Anti-thrombopoietin (TPO) receptor antibodies were reported to inhibit the binding of TPO to the TPO receptor and suppress megakaryocyte differentiation in the bone marrow [14]. Anti-TPO receptor antibodies are frequently found in SLE patients with thrombocytopenia [15]. Anti-TPO receptor antibody-positive cases also existed in ITP patients, with higher TPO levels and poorer responses to TPO receptor agonists [16]. Previously reported TPO levels in AATP patients were considerably higher (mean ± SD = 13.7 ± 11.2 fmol/ml, n = 4), while those of ITP patients were only slightly higher (1.25 ± 0.39, n = 12) than those of healthy donors (0.55 ± 0.2, n = 20) [17]. High anti-TPO receptor antibody titers may cause a reactive increase in TPO. In our case, TPO slightly increased by 0.92 fmol/mL. Unfortunately, the measurement of anti-TPO receptor antibodies is unavailable in the usual laboratories. The limitation is that, in this case, anti-TPO receptor antibodies could not be measured.

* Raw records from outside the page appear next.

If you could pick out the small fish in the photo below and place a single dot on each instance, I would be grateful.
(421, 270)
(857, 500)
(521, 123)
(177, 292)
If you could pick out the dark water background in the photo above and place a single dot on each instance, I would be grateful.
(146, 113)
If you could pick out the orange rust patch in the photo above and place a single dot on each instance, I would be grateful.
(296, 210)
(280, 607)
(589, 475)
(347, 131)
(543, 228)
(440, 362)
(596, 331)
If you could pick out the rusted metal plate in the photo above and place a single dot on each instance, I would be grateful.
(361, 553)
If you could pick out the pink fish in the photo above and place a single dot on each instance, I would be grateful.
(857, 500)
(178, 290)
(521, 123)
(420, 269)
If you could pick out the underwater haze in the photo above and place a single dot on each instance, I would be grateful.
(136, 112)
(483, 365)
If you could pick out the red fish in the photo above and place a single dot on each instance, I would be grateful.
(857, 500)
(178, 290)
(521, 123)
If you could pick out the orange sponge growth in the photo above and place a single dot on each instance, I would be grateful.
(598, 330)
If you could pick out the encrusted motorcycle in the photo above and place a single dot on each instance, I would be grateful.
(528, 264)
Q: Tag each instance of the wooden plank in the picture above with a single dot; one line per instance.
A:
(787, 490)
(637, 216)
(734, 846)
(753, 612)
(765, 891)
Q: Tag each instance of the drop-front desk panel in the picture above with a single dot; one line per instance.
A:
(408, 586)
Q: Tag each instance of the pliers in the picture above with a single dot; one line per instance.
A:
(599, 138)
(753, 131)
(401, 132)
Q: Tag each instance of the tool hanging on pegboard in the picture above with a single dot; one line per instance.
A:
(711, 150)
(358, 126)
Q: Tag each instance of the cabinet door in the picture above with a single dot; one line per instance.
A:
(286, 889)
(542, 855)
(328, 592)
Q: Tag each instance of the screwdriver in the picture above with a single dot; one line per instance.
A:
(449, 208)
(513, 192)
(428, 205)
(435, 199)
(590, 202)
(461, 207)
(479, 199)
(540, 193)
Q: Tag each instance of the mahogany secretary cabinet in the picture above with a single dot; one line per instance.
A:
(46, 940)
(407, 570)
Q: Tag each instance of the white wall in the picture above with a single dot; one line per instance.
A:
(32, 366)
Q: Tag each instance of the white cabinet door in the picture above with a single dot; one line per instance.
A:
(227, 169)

AATP may be caused not only by anti-TPO receptor antibodies. The defect in megakaryocyte colony-forming units (CFU-M) or cytotoxic autoantibody directed against CFU-M causes AATP [18]. Two cases of AATP showed in vitro suppression of megakaryocyte colony formation by their T lymphocytes and adherent monocytes [19]. In our case, there may have been other autoantibodies or immunological effects on megakaryocyte differentiation.

Conclusions

AATP is a rare hematologic disorder, and AATP can be associated with autoimmune diseases, including AIHA. AATP can be misdiagnosed as other thrombocytopenic disorders such as ITP. We should consider repeat bone marrow biopsies when megakaryocytes in the bone marrow are decreased. Repeated bone marrow biopsies to monitor the number of megakaryocytes in the bone marrow would lead to better treatment, such as considering the duration of steroid administration or changing to other immunosuppressive agents.